Content partnerships: time to sleep with the enemy
Presuming that cellcos have worked out the timelines for migrating to HSPA+ and/or LTE, their other big priority should be figuring out just where they sit in the mobile content value chain - or rather, where they want to sit - and how to achieve that.
Easier said than done, obviously, as there are a myriad of options, and the mobile content landscape is a fragmented one. But cellcos don't have much choice. Thanks chiefly to Apple and Google, the mobile broadband goalposts have shifted from a future where dongles and HSPA-embedded laptops will drive mobile data usage back to a paradigm where handsets do matter, as does the content ecosystem attached to it. That in turn is changing the expectations of consumers in terms of what content they want and how they get it.

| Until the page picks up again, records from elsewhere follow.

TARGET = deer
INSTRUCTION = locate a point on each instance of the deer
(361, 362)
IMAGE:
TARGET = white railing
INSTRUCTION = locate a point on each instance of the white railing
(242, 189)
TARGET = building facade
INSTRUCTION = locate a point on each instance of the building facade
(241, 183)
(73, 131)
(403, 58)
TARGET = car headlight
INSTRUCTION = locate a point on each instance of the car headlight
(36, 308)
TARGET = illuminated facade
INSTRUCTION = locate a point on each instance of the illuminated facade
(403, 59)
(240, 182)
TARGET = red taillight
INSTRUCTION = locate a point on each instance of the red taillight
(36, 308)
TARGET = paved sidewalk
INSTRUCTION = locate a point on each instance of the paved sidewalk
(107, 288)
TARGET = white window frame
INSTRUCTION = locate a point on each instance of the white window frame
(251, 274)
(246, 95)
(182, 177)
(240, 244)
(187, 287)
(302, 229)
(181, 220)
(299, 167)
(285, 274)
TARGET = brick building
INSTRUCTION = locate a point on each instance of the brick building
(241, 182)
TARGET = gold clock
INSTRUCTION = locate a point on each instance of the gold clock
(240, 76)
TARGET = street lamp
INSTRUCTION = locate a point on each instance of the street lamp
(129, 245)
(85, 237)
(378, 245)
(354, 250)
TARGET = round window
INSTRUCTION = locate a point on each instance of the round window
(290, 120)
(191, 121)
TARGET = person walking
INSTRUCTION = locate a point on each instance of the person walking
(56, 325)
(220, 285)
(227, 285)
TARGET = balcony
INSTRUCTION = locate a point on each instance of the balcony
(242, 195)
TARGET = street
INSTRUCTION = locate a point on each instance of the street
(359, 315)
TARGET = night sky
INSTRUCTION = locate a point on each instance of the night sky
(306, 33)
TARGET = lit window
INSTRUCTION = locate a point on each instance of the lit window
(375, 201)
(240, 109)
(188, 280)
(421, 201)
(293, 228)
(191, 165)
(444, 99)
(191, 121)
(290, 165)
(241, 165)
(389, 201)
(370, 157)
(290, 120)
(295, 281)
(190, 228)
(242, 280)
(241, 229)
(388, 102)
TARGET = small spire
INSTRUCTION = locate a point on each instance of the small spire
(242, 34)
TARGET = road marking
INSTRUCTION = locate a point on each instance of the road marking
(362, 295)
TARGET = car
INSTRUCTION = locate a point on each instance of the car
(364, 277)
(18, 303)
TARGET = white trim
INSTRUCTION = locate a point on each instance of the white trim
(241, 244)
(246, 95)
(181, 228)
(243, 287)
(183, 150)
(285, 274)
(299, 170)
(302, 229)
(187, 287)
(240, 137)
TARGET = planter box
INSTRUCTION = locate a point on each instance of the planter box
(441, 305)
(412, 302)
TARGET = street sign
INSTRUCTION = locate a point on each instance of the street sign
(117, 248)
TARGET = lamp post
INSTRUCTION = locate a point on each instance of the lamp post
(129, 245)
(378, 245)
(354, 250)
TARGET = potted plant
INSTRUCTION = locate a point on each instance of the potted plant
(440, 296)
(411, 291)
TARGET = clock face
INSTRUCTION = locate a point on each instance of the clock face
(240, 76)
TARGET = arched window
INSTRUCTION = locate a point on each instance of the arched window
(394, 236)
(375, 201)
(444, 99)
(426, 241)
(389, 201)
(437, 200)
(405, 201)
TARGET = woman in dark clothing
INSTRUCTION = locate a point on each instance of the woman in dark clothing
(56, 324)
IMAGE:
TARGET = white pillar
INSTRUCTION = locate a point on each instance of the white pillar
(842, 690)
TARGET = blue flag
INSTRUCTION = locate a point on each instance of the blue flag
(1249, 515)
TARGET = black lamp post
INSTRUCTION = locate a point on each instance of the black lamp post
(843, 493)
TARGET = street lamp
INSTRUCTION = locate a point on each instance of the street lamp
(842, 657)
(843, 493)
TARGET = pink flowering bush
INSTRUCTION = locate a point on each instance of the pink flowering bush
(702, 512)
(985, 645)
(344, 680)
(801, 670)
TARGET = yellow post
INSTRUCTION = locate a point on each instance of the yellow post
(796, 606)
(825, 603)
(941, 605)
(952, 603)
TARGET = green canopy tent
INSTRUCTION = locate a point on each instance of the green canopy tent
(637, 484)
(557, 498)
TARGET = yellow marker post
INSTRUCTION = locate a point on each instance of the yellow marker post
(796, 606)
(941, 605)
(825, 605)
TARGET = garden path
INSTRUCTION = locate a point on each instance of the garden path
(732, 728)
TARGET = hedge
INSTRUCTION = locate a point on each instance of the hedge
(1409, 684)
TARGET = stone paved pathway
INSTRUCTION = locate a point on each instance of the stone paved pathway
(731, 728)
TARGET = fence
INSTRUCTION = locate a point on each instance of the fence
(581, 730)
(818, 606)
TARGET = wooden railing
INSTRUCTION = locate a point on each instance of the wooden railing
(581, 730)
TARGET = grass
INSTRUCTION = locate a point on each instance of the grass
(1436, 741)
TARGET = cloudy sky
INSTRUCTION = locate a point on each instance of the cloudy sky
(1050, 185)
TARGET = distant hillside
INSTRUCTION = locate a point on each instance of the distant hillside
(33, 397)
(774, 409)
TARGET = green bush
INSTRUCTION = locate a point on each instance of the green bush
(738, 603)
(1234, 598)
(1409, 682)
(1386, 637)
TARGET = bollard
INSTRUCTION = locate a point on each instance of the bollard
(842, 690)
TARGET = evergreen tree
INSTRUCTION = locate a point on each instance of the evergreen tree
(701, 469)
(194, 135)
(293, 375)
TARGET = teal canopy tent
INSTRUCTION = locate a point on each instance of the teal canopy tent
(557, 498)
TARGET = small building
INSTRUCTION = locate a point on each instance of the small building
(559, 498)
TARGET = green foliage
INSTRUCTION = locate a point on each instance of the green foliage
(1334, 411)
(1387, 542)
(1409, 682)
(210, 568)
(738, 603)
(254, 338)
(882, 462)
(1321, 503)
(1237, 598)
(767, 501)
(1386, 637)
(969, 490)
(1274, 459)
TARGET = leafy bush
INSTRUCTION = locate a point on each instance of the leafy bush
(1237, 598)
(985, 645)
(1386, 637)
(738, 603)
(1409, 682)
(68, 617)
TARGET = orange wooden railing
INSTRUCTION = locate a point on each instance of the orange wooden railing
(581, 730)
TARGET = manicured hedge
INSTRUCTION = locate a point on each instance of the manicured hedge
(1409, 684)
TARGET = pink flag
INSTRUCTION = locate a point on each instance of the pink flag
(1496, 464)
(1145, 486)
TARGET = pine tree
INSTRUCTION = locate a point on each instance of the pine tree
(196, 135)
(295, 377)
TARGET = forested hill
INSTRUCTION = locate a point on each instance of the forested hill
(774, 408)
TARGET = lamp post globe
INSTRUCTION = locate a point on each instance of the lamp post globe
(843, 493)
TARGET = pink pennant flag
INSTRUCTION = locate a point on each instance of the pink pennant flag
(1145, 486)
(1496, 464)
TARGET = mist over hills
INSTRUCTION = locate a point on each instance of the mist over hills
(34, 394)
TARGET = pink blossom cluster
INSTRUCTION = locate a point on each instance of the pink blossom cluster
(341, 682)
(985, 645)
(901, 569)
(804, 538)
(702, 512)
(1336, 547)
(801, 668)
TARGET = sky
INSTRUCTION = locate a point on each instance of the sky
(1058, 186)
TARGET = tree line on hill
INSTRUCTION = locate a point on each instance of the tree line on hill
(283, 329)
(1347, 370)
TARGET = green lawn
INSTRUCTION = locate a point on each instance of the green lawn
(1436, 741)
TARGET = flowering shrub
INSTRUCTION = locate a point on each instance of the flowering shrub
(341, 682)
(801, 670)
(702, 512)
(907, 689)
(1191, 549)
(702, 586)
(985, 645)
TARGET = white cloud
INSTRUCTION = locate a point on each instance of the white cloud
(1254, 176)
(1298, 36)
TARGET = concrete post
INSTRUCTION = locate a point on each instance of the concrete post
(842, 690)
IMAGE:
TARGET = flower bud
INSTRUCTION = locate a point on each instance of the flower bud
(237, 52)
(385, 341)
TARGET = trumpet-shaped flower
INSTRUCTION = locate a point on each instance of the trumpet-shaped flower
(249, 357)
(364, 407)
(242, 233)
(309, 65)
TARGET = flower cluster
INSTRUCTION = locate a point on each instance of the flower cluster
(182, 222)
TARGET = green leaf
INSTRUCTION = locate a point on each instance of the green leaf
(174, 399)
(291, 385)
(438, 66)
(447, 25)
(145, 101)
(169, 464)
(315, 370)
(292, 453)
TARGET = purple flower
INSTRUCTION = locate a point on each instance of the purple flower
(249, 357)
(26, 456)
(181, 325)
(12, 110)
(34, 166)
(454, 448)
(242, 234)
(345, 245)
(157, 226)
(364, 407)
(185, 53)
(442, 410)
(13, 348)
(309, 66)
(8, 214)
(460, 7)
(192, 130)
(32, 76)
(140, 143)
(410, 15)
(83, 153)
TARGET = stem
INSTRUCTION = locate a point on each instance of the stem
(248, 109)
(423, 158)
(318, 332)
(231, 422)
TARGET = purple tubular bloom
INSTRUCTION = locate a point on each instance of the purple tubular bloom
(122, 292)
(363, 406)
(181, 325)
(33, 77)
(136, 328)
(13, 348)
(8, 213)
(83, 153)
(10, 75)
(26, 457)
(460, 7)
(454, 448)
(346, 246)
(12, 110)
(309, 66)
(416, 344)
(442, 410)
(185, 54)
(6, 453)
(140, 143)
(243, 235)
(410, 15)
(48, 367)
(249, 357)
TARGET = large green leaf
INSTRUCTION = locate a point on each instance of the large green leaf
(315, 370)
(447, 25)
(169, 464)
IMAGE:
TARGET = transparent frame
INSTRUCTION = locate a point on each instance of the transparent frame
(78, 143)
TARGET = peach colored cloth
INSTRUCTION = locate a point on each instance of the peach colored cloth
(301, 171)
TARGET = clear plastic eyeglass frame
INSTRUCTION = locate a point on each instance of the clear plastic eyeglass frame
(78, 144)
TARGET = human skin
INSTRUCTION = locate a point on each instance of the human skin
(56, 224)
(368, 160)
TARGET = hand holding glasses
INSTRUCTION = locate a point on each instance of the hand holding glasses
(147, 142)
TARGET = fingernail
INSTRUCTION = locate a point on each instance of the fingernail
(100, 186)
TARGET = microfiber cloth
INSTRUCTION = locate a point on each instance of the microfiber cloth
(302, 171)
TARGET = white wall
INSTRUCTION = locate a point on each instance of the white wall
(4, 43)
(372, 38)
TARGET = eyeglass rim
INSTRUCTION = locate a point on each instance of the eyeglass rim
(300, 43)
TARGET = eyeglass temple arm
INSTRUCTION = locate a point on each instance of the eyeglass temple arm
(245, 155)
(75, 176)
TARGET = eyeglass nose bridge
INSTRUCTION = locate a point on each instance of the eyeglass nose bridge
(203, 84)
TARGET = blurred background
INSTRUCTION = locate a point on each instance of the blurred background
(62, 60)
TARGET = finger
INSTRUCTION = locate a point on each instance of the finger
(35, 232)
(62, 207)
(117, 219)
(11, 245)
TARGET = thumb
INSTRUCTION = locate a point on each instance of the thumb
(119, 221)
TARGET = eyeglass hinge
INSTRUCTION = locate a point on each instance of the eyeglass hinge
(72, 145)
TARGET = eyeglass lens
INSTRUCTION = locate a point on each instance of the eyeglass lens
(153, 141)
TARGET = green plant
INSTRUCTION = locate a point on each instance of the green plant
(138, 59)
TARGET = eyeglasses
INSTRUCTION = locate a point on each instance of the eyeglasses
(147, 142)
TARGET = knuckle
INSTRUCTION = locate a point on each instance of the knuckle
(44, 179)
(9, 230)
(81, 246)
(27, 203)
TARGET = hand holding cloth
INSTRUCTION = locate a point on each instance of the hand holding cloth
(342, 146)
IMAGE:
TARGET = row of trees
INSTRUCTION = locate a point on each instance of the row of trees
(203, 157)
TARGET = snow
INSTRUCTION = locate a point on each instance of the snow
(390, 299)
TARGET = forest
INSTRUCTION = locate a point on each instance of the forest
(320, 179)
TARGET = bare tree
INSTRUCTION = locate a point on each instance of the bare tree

Consequently, many cellcos are starting to admit that they can no longer do it all and are starting to look seriously at partnerships with over-the-top content and service providers like Skype, Google and others.
Such companies have long been viewed by cellcos as competitors and/or bandwidth freeloaders, but the awful truth is that they provide content and services that mobile users want.
That said, part of the key to mobile content strategies lies in the fact that operators are sitting on assets that OTT content players - VoIP players, streaming music/video providers, cloud-based service providers, etc - can leverage to distribute their services, from location-based data and billing APIs to network optimization platforms, especially for real-time apps like video and online games. That B2B approach opens up a potentially lucrative revenue stream that could pay off even more in cases where cellcos can work out a revenue-sharing arrangement for premium OTT services.
Those same assets can also be leveraged by cellcos to build their own value-added services in areas ranging from mobile payments to customized services for vertical industries such as financial, healthcare and public safety.